Vale dizer, para fim de conversa, que esta brincadeira com o faroeste, e os comentários sociais e políticos que surgem a partir disso, não são coisa de agora, de hoje. Se nos tempos áureos do gênero já era possível encontrar comentários sociais, nos últimos anos o faroeste ressurgiu com esse frescor. Títulos marcantes como ‘A Qualquer Custo’, ‘Django Livre’, ‘Rastro de Maldade’ e ‘Oeste sem Lei’ são bons exemplos. Percebe-se, assim, que histórias áridas de homens e mulheres sem rumo, ou em um momento de vazio emocional, dizem muito sobre a vida das pessoas hoje.

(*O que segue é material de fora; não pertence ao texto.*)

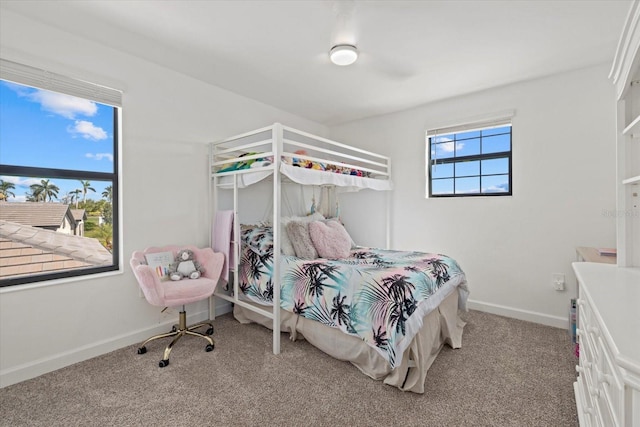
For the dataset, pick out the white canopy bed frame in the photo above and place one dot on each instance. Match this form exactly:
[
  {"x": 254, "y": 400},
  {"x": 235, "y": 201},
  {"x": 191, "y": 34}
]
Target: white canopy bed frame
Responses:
[
  {"x": 278, "y": 142},
  {"x": 282, "y": 154}
]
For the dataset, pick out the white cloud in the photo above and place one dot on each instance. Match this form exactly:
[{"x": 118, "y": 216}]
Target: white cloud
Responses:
[
  {"x": 87, "y": 130},
  {"x": 19, "y": 181},
  {"x": 446, "y": 145},
  {"x": 100, "y": 156},
  {"x": 64, "y": 105}
]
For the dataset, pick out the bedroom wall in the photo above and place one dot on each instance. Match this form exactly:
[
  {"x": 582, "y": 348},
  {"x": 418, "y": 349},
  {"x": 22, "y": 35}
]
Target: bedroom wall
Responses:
[
  {"x": 167, "y": 120},
  {"x": 563, "y": 190}
]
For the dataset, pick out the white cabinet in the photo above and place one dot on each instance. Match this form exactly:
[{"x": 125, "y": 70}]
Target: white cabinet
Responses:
[
  {"x": 608, "y": 385},
  {"x": 625, "y": 74}
]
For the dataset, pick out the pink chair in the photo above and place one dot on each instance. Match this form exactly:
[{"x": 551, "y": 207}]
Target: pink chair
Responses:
[{"x": 178, "y": 293}]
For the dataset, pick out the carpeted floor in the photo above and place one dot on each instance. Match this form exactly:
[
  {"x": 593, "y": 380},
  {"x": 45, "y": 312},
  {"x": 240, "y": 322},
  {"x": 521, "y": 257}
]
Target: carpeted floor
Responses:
[{"x": 508, "y": 373}]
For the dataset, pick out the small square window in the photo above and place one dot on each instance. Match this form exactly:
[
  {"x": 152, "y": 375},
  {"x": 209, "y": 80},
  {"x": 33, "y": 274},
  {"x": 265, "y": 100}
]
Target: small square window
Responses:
[{"x": 470, "y": 162}]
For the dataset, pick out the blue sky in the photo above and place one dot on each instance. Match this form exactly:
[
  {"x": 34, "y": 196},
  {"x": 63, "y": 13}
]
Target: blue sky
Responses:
[
  {"x": 46, "y": 129},
  {"x": 468, "y": 180}
]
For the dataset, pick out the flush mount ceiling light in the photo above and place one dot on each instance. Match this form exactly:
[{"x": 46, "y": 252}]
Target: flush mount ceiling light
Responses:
[{"x": 343, "y": 54}]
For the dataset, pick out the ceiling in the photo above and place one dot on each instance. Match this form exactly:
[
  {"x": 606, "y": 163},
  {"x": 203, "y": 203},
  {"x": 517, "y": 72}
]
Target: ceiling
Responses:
[{"x": 411, "y": 52}]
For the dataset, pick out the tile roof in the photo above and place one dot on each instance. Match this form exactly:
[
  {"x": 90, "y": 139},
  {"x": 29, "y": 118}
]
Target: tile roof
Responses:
[
  {"x": 37, "y": 214},
  {"x": 30, "y": 250}
]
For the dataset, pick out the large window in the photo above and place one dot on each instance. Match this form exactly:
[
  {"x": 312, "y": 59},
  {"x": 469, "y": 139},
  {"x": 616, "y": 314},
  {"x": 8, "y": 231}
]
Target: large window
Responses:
[
  {"x": 470, "y": 160},
  {"x": 59, "y": 176}
]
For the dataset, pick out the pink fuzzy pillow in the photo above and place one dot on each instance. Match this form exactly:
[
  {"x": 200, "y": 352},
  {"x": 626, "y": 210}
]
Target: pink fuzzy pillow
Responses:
[{"x": 330, "y": 239}]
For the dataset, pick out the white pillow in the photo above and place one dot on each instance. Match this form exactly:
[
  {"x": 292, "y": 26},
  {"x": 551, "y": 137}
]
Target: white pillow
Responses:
[
  {"x": 330, "y": 239},
  {"x": 286, "y": 247}
]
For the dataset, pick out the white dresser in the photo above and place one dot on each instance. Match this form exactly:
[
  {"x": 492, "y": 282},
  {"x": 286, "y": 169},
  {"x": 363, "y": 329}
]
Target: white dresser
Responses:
[{"x": 608, "y": 384}]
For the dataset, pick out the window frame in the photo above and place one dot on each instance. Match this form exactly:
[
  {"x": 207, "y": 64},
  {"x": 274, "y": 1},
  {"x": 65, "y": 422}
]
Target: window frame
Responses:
[
  {"x": 432, "y": 134},
  {"x": 41, "y": 79}
]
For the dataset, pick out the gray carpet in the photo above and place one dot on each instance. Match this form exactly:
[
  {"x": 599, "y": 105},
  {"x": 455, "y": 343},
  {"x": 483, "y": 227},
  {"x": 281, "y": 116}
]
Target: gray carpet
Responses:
[{"x": 508, "y": 373}]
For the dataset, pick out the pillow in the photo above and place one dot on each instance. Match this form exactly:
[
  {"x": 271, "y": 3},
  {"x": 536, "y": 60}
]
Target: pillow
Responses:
[
  {"x": 330, "y": 239},
  {"x": 299, "y": 234},
  {"x": 286, "y": 247}
]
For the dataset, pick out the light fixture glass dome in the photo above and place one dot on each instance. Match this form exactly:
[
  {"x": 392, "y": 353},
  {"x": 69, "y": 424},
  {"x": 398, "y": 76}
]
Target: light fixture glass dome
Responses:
[{"x": 343, "y": 54}]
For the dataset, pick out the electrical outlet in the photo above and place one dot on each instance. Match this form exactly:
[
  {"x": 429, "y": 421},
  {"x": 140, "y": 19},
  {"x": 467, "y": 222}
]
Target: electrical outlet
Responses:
[{"x": 558, "y": 281}]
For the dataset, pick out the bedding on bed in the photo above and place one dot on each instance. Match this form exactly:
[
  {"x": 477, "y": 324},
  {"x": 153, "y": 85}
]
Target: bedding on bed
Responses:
[
  {"x": 294, "y": 161},
  {"x": 380, "y": 296}
]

O faroeste, como forma de comunicação pelo cinema, fala da aridez da vida, dos sentimentos, das emoções — ainda que os personagens, como mostra ‘Ataque dos Cães’, possam estar escondendo essas coisas. Agora, a gente deve ficar de olho na consagração do gênero com um caminho de possíveis vitórias na temporada de premiações, incluindo no Oscar. ‘A Qualquer Custo’ e ‘Django Livre’ passaram perto da grande consagração, mas ‘Ataque dos Cães’ é o caso mais concreto de possível sucesso absoluto nas premiações, principalmente após as vitórias de Jane Campion em Veneza. Assim, pode esperar ainda mais faroestes vindo por aí.